An ordained pastor of the gospel for 21 years, Niles said: “God has given me the blessing to write my own songs, and all the songs on my Break Through CD are originals, written by me. I can only describe my songwriting as inspirational; songs just come into my head. I can’t just sit down with a pen and a piece of paper and write a song. For instance, the first song on the CD, Unto You, came to me one day while standing in a line in the bank. Sometimes songs come to me while having breakfast, lying in bed, on a boat ride, just so out of the blue. Behave Yourself was written while I walking through Port-of-Spain, after seeing a schoolboy killed in Laventille.”
Niles did his first solo concert in 1983—St Clair Niles in Concert—at San Juan Pentecostal Church and hasn’t been able to produce another since. He explained: “I am stretched in so many different directions that it is difficult to properly stage a concert.”

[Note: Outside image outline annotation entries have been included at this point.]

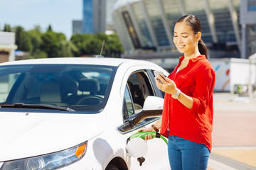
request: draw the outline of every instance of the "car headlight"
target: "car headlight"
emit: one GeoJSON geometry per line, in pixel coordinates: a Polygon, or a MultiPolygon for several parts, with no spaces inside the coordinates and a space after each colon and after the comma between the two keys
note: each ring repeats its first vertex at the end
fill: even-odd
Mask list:
{"type": "Polygon", "coordinates": [[[87,142],[60,152],[4,163],[1,170],[50,170],[73,164],[85,154],[87,142]]]}

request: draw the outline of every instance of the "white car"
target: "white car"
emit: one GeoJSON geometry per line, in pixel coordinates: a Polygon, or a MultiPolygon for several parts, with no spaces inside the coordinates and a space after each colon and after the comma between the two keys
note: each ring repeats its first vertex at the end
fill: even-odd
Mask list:
{"type": "Polygon", "coordinates": [[[170,169],[161,139],[146,142],[141,164],[127,149],[129,136],[160,118],[149,117],[164,100],[154,70],[168,75],[127,59],[1,64],[0,170],[170,169]]]}

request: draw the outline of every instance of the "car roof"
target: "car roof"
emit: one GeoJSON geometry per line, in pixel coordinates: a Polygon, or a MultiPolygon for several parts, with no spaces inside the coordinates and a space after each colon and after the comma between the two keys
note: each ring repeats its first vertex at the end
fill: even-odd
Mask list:
{"type": "Polygon", "coordinates": [[[107,58],[107,57],[58,57],[31,59],[18,61],[7,62],[0,65],[16,65],[16,64],[97,64],[117,67],[124,62],[133,64],[149,64],[151,62],[132,59],[124,58],[107,58]]]}

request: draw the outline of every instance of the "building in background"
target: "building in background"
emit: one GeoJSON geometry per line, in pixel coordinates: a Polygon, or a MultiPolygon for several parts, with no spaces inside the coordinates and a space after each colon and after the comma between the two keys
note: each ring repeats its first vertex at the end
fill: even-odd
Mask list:
{"type": "Polygon", "coordinates": [[[15,33],[0,31],[0,63],[14,61],[14,50],[16,49],[15,33]]]}
{"type": "Polygon", "coordinates": [[[241,1],[242,57],[256,52],[256,0],[241,1]]]}
{"type": "Polygon", "coordinates": [[[73,21],[73,34],[113,31],[112,11],[117,0],[83,0],[82,20],[73,21]]]}
{"type": "Polygon", "coordinates": [[[210,58],[247,58],[255,49],[255,1],[119,0],[112,16],[125,50],[122,57],[151,59],[164,67],[175,65],[181,55],[172,40],[175,23],[193,14],[201,23],[210,58]],[[243,55],[245,48],[249,49],[243,55]]]}

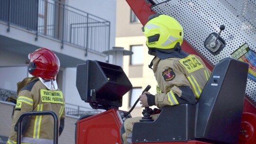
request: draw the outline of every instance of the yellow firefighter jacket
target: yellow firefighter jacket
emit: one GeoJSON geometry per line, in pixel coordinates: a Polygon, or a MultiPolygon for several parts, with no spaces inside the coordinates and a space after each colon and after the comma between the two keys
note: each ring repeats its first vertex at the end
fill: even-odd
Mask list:
{"type": "MultiPolygon", "coordinates": [[[[15,125],[19,116],[24,112],[52,111],[58,116],[59,124],[60,120],[65,117],[64,98],[59,90],[48,90],[37,77],[27,78],[17,85],[19,92],[7,144],[16,144],[15,125]]],[[[23,133],[22,144],[53,144],[54,123],[50,115],[31,117],[27,128],[23,133]]]]}
{"type": "Polygon", "coordinates": [[[153,63],[158,84],[155,102],[159,108],[195,104],[211,74],[201,59],[192,54],[184,58],[156,57],[153,63]]]}

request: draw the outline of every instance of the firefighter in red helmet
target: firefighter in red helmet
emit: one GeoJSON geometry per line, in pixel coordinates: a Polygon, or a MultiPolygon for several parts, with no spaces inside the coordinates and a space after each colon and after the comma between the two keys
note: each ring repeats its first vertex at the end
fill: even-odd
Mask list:
{"type": "MultiPolygon", "coordinates": [[[[64,100],[58,89],[56,76],[60,62],[51,51],[44,48],[28,54],[28,71],[33,77],[17,84],[17,104],[7,144],[17,143],[16,124],[19,116],[26,112],[52,111],[59,118],[59,135],[64,128],[64,100]]],[[[26,117],[22,123],[21,143],[53,144],[54,121],[51,116],[26,117]]]]}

In 1997, Niles won the National Local Gospel Song Festival, staged at Naparima Bowl, San Fernando, and one of his prizes was a one-year recording contract. “The CD was supposed to have been started since back then,” said Niles, “but then I had no songs. For quite some time I wasn’t of sufficiently good voice to do a CD. It was mainly through the cajoling of the producers—Cyril and Cee Jay Perez—and singer Tenille Lewis, that I finally buckled down and completed the project. I know I can do much better work than what is heard on the CD.
“I have received tremendous assistance from several people in the background in making this CD possible. Among these people are Mark and Diane Alexis and Fausta Houllier, and sponsors Lee Quin’s Contractors and Christian Printers.”
Niles doesn’t think that Break Through has made a breakthrough as yet. He said: “These songs are good songs, all with positive messages, for every one. I would really like all music lovers to get the opportunity to hear my music.”
Break Through is at all local gospel radio stations, and has also been sent to North America, Australia and a few Caribbean islands. Niles said a second CD is in the making. He said: “I have enough written material to do at least two more CDs right now. But, producing a CD is expensive business so I’ve got to consolidate and build.”